ぜひやりたい。私はその場で「やりましょう」と即答。最終的には380億円出資
することとなった。
丹羽さんの「会うのがいちばん」という言葉が、決断を後押しした
03年12月末に調印し、04年初めに公表。その4月にスタートした合弁会社、
康師傳控股有限公司は、日本側持ち株会社が株式の50%を引き受け、その出
資比率は当社80%の伊藤忠商事20%。アナリストなどからは「出資金額が高
い」という意見もあった。
確かにそれまでの中国への投資は、累計総投資額でも230億〜240億円。
それをはるかに上回る金額だ。もしうまくいかなければすぐに辞任しなくてはと、
覚悟した。しかし、結果的には大成功だった。
05年度には売上高が前年比65%増、当期利益も8倍になり、アサヒビールの
連結最終利益に30億円くらい寄付する会社に成長した。

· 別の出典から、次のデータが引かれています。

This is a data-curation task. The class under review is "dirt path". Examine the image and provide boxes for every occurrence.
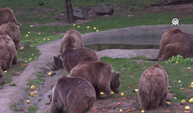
[0,36,157,113]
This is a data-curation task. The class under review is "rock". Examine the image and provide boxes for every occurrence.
[95,6,114,15]
[73,8,85,19]
[54,14,66,20]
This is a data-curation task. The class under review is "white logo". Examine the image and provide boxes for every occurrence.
[172,18,179,25]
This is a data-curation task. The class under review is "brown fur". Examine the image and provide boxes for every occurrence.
[0,8,19,26]
[50,75,96,113]
[58,48,99,73]
[0,22,21,50]
[69,61,120,98]
[0,34,17,84]
[138,65,169,110]
[59,30,84,53]
[157,29,193,61]
[51,55,63,71]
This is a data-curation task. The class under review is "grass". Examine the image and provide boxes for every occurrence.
[10,103,19,111]
[27,106,38,113]
[101,57,193,102]
[0,0,193,111]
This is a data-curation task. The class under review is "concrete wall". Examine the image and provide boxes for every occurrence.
[83,25,193,45]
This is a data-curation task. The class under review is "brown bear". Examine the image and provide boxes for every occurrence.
[138,65,169,110]
[0,22,21,50]
[0,34,17,84]
[50,75,96,113]
[157,29,193,61]
[59,30,84,53]
[51,55,63,71]
[0,7,20,26]
[69,61,120,99]
[0,67,5,85]
[52,48,99,73]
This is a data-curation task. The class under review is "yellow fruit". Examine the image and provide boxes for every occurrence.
[121,92,124,97]
[181,100,186,104]
[135,89,138,92]
[166,101,171,105]
[185,106,190,110]
[189,98,193,103]
[48,72,52,76]
[26,100,30,104]
[30,92,35,97]
[31,85,36,90]
[189,84,193,89]
[34,91,37,94]
[100,92,104,95]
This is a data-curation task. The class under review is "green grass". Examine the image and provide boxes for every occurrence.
[0,0,193,111]
[101,57,193,102]
[27,106,38,113]
[10,103,19,111]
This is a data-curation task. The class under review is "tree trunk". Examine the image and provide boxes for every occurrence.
[65,0,75,23]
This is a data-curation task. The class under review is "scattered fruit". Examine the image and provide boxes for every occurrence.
[185,106,190,110]
[31,85,36,90]
[26,100,30,104]
[30,92,35,97]
[121,92,124,97]
[100,92,104,95]
[181,100,186,104]
[48,72,52,76]
[135,89,138,92]
[34,91,37,94]
[189,98,193,103]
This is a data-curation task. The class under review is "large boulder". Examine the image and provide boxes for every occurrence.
[95,5,114,15]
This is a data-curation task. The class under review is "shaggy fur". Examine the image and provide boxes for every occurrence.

常日頃から社員に「ス
ピードだ」と言っていた私だが、このときは、われながら本当に素早い決断の連
続だった。
先方は「まさにこんなに早くアサヒビールのトップが来るとは思わなかった。そ
れが気に入った」と言ってくれたそうだ。
「会うのがいちばん」と言った丹羽さんの力でもあった。何が”光明”だったかと
問われれば、伊藤忠商事をはじめとする関係先との信頼関係だろう。
そして、10年にわたる中国でのビール事業の経験から、財務や品質管理、
工場運営などへの技術協力のノウハウも、決断への後押しをしてくれたと思
っている。(アサヒビール会長兼CEO 池田弘一)』
(週刊ダイヤモンド編集部(編) 『トップの決断力』 《ダイヤモンド社》)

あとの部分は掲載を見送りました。